Listener objects are created with a Preconnection, at which point
their configuration should be considered immutable by the
implementation. The process of listening is described in
Section 4.7.
3. Implementing Preestablishment
The preestablishment phase allows applications to specify Properties
for the Connections that they are about to make or to query the API
about potential Connections they could make.
During preestablishment, the application specifies one or more
Endpoints to be used for communication as well as protocol
preferences and constraints via Selection Properties and, if desired,
also Connection Properties. Section 4 of [RFC9622] states that
Connection Properties should preferably be configured during
preestablishment because they can serve as input to decisions that
are made by the implementation (e.g., the capacity profile can guide
usage of a protocol offering scavenger-type congestion control).
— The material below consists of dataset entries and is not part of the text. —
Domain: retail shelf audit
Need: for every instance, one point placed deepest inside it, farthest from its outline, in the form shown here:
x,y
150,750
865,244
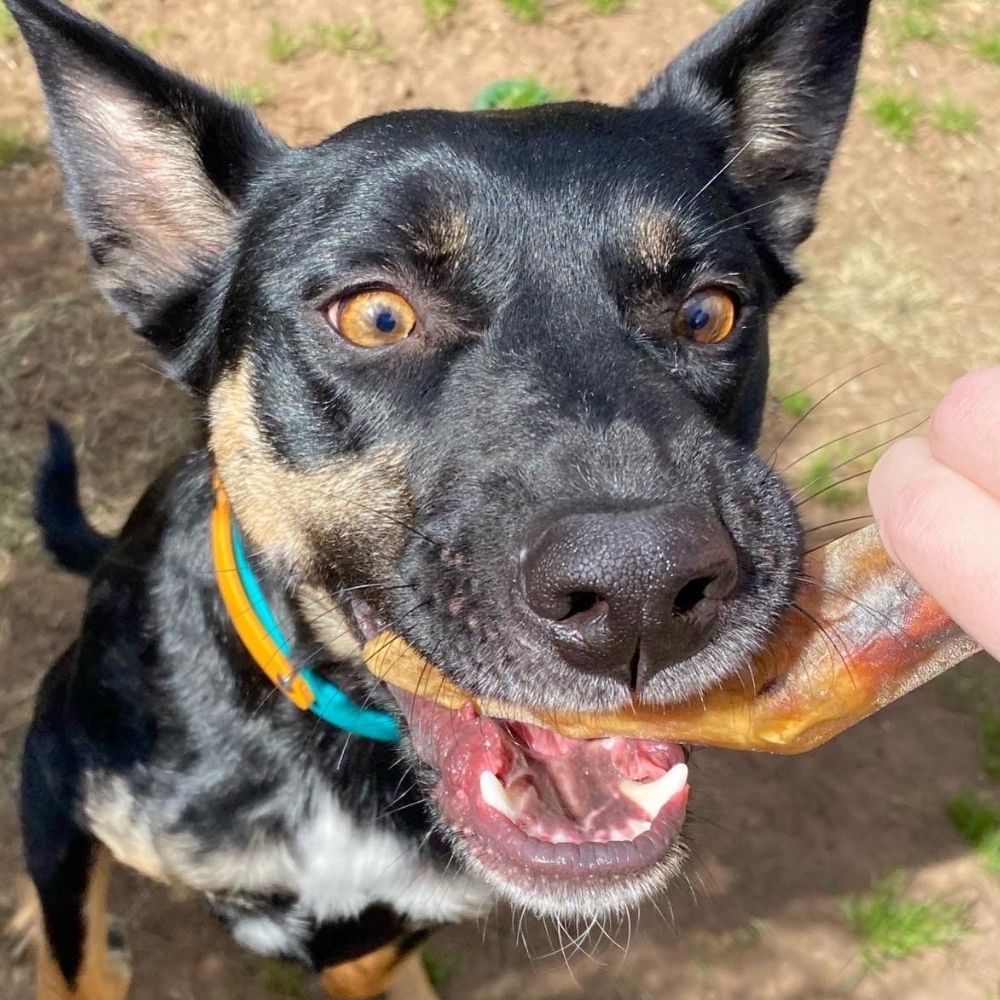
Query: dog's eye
x,y
708,316
372,319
The implementation stores these Properties as a part of the
Preconnection object for use during Connection establishment. For
Selection Properties that are not provided by the application, the
implementation uses the default values specified in the Transport
Services API ([RFC9622]).
3.1. Configuration-Time Errors
The Transport Services System should have a list of supported
protocols available, each of which has transport features reflecting
the capabilities of the protocol. Once an application specifies its
Transport Properties, the Transport Services System matches the
required and prohibited Properties against the transport features of
the available protocols (see Section 6.2 of [RFC9622] for the
definition of Property Preferences).
In the following cases, failure should be detected during
preestablishment:
* A request by an application for Properties that cannot be
satisfied by any of the available protocols. For example, if an
application requires perMsgReliability, but no such feature is
available in any protocol on the host running the Transport
Services System, this should result in an error.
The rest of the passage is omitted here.